The Kentucky General Assembly came to a close last week, and its accomplishments (or lack thereof) leave much to be desired for eastern Kentucky. A bill to make permanent scholarships for coal county students attending coalfield schools passed, but beyond that, little was done to support eastern Kentucky’s struggling miners, communities and economy. Proposed bills to give unemployed miners preference in hiring, to promote renewable energy and to protect Appalachia’s waterways went nowhere. Neither did the attempt to return all coal severance revenues back to coal-producing counties.
It was, however, a budget year and as such more attention was given to how we spend our coal severance revenues. This two-year budget takes only small steps to ensure more strategic use of severance funds for the long-term development of eastern Kentucky’s economy.
Preparing for coal’s decline as a source of jobs and revenue was the idea in the 1990s when the legislature designated half of the coal severance tax for coal-producing counties. Eastern Kentucky failed to diversify its economy, nonetheless.

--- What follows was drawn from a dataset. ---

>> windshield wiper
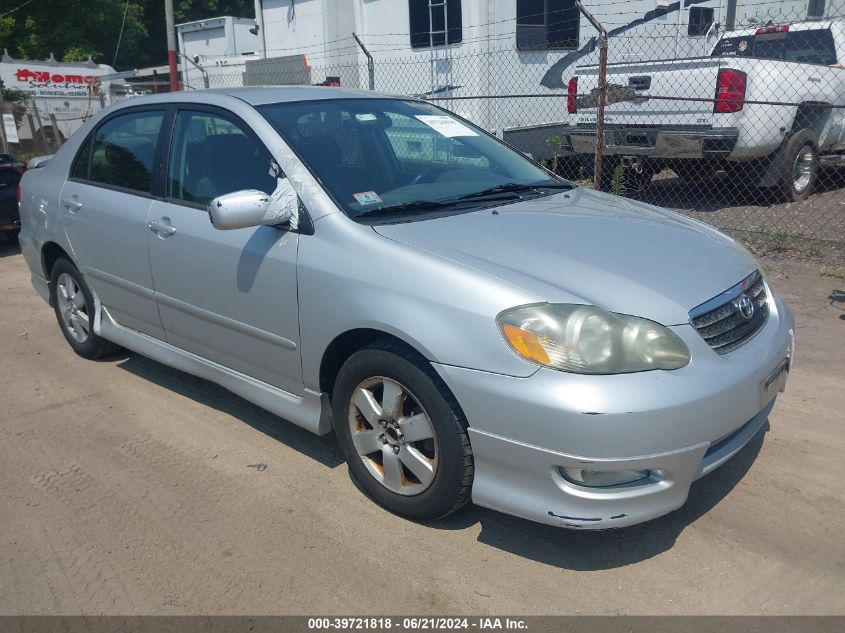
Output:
[456,181,573,200]
[355,200,456,219]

Too much of the tax revenue that was supposed to create a post-coal economy still subsidizes the coal industry through everything from coal-haul road repair to training mining engineers.
And then there are the goodies handed out by lawmakers, popular amenities that do nothing to create jobs. In the just ended session, the House earmarked severance revenue for an American Legion Post, a chess team, volunteer fire departments, senior citizens centers, on and on for pages.

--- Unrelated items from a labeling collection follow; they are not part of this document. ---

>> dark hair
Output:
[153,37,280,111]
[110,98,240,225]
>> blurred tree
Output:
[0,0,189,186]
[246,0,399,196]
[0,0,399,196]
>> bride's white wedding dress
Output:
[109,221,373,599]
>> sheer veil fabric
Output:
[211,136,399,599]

But, at the Senate’s insistence, the budget was largely stripped of such earmarks. That means that $15 million in coal severance money is available to local governments.

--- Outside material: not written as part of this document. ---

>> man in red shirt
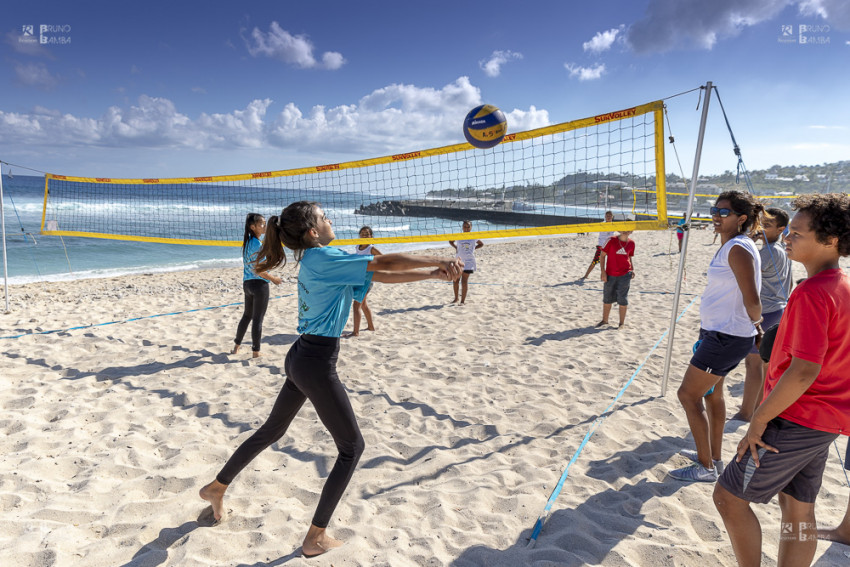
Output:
[714,194,850,567]
[596,230,635,329]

By law that money is reserved for industrial development, but, as usual, lawmakers stipulated that it can be used for just about any non-recurring expense as long as the Department for Local Government or the Kentucky Infrastructure Authority concur.
We don’t argue with bringing water lines and sewage treatment to Eastern Kentucky, but the Department for Local Government should closely vet other proposals to be sure they have the potential to create employment.
Severance tax monies routinely fund emergency services, debt service, one-time projects, and an array of programs (scholarships, fighting drug abuse, reading programs, etc.). While many of these items could be defended on their own, they fail to add up to an overall strategy to diversify the region’s economy.
Funds allocated for the SOAR is a positive step, as is a proposal to put $2 million a year into a “regional strategic development fund” (though the money for these investments should not have come at the expense of mine safety funding). But we still lack the long-term view that is necessary to nurse our region back to economic health. SOAR’s working groups are meeting for the first time later this week. We can only hope that they are filled with enough diverse voices and new ideas that will build a smart, inclusive plan for eastern Kentucky’s future.